Title: Monday Morning Open Levels: Indicative Forex Prices for November 3, 2025
Author: Eamonn Sheridan
Original Source: ForexLive via TradingView
As the new trading week kicks off, market participants around the world are closely watching the indicative forex prices that set the tone for what could be an eventful week ahead. This Monday, November 3, 2025, we observe the early market trends from Asia with the open levels that provide preliminary cues for the broader forex market.
The indicative rates shared below were captured by ForexLive and are generally observed once liquidity becomes available in the early hours of the Asian session. Although these rates are not necessarily reflective of the tightest spreads or the most active price action, they provide an important benchmark for traders ahead of key market events throughout the week.
As such, these indicative forex prices serve as an essential reference before deeper liquidity flows in from Europe, and later, North America. These levels often act as early guides for technical analysts, fundamental traders, and algorithmic systems alike. Presented below are the indicative open levels that were observed early Monday morning across several major currency pairs.
Early Monday Forex Open Levels – November 3, 2025
Below are the indicative opening levels as noted during early Asia trade:
– EUR/USD: 1.0734
– USD/JPY: 149.53
– GBP/USD: 1.2383
– USD/CHF: 0.9059
– USD/CAD: 1.3648
– AUD/USD: 0.6371
– NZD/USD: 0.5864
Crosses and other notable pairs:
– EUR/GBP: 0.8669
– EUR/JPY: 160.47
– GBP/JPY: 185.06
– AUD/JPY: 95.30
– NZD/JPY: 87.65
Note that these quotes often reflect the early-market dynamics, with spreads sometimes wider than usual due to the absence of full market participation, particularly from European and North American centers. Nonetheless, these initial prices offer valuable insights into market sentiment and short-term direction.

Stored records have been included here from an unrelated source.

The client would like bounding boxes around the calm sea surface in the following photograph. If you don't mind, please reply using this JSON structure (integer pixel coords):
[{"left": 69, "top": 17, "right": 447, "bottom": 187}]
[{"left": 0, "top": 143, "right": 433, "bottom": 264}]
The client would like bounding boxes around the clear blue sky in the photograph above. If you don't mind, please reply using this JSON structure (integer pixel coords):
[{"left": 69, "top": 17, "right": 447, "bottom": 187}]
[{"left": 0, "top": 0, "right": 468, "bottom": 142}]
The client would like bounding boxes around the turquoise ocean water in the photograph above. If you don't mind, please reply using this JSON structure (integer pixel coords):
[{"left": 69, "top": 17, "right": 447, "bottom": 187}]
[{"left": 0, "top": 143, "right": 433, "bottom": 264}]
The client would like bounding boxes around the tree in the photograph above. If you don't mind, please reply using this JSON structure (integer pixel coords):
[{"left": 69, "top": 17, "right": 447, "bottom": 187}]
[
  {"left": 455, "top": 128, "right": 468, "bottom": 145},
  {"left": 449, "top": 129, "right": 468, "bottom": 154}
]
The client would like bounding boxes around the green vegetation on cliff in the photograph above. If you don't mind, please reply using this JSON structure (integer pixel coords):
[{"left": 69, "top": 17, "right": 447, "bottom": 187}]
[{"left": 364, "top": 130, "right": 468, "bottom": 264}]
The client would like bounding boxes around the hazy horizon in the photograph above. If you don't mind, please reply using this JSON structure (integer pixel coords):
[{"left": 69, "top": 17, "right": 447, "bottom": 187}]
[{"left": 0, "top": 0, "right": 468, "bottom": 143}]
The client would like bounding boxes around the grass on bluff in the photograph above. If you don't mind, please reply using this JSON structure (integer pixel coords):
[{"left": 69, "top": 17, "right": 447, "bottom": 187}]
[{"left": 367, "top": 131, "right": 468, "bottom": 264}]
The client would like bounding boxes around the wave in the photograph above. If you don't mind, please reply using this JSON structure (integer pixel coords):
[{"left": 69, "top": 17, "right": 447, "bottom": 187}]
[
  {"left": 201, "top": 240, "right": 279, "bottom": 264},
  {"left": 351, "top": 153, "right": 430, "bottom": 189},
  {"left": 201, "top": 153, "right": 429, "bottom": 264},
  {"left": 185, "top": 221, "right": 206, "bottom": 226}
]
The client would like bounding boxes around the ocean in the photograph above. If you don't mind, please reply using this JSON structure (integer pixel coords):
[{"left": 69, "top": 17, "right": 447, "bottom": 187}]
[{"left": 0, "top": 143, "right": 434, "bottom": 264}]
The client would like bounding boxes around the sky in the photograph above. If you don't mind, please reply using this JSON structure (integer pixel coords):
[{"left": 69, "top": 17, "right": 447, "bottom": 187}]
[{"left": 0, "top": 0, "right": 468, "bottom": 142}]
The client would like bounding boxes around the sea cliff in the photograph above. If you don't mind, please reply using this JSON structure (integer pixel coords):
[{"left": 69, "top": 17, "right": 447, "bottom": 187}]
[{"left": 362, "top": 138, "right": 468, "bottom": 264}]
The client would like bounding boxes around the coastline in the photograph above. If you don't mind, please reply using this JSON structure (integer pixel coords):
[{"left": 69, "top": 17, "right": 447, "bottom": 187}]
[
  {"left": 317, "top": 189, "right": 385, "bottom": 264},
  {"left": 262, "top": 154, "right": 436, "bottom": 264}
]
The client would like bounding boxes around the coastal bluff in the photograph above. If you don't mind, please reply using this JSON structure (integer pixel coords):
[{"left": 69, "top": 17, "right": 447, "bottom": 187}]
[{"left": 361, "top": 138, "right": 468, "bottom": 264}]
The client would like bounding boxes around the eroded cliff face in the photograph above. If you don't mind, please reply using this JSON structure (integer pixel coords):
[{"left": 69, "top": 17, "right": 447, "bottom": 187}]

Key Themes Driving Currency Movement This Week
Several macroeconomic developments and policy discussions are likely to affect the forex markets this week. From central bank meetings to employment data and geopolitical pressures, traders have quite a lot to digest. The following factors are poised to have the most influence on forex volatility in the coming sessions:
1. Federal Reserve Policy Outlook
The US dollar remains heavily driven by expectations for future Federal Reserve interest rate policy. Last week, Fed Chair Jerome Powell signaled a continued data-dependent approach but left the door open for potential tightening if inflation pressures persist.
– Traders are awaiting speeches from multiple Fed officials this week.
– The US non-farm payrolls report scheduled for later in the week could be pivotal if it shows major deviations from expectations.
– Current forecasts expect around 180,000 new jobs added, with the unemployment rate holding steady at 3.8 percent.
– A softer-than-expected print could see sustained USD weakness and fuel risk-on sentiment.
2. European Central Bank Positioning
The euro continues to face weakening momentum amid concerns that the European Central Bank may have concluded its tightening phase. Stubbornly low growth, especially in the German manufacturing sector, has heightened expectations for a more dovish ECB tone in upcoming remarks.
– Isabel Schnabel and Christine Lagarde are both scheduled to speak this week to offer clarity on forward guidance.
– Inflation data from Germany and Spain may influence the EUR/USD trajectory.
– If Eurozone economic indicators remain subdued, it could further challenge recent euro strength.
3. Bank of Japan Policy Normalization
The Japanese yen remains notably weak across the board as markets speculate that the Bank of Japan remains one of the most dovish global central banks. However, recent hints of policy normalization are sparking increased activity in the yen pairs.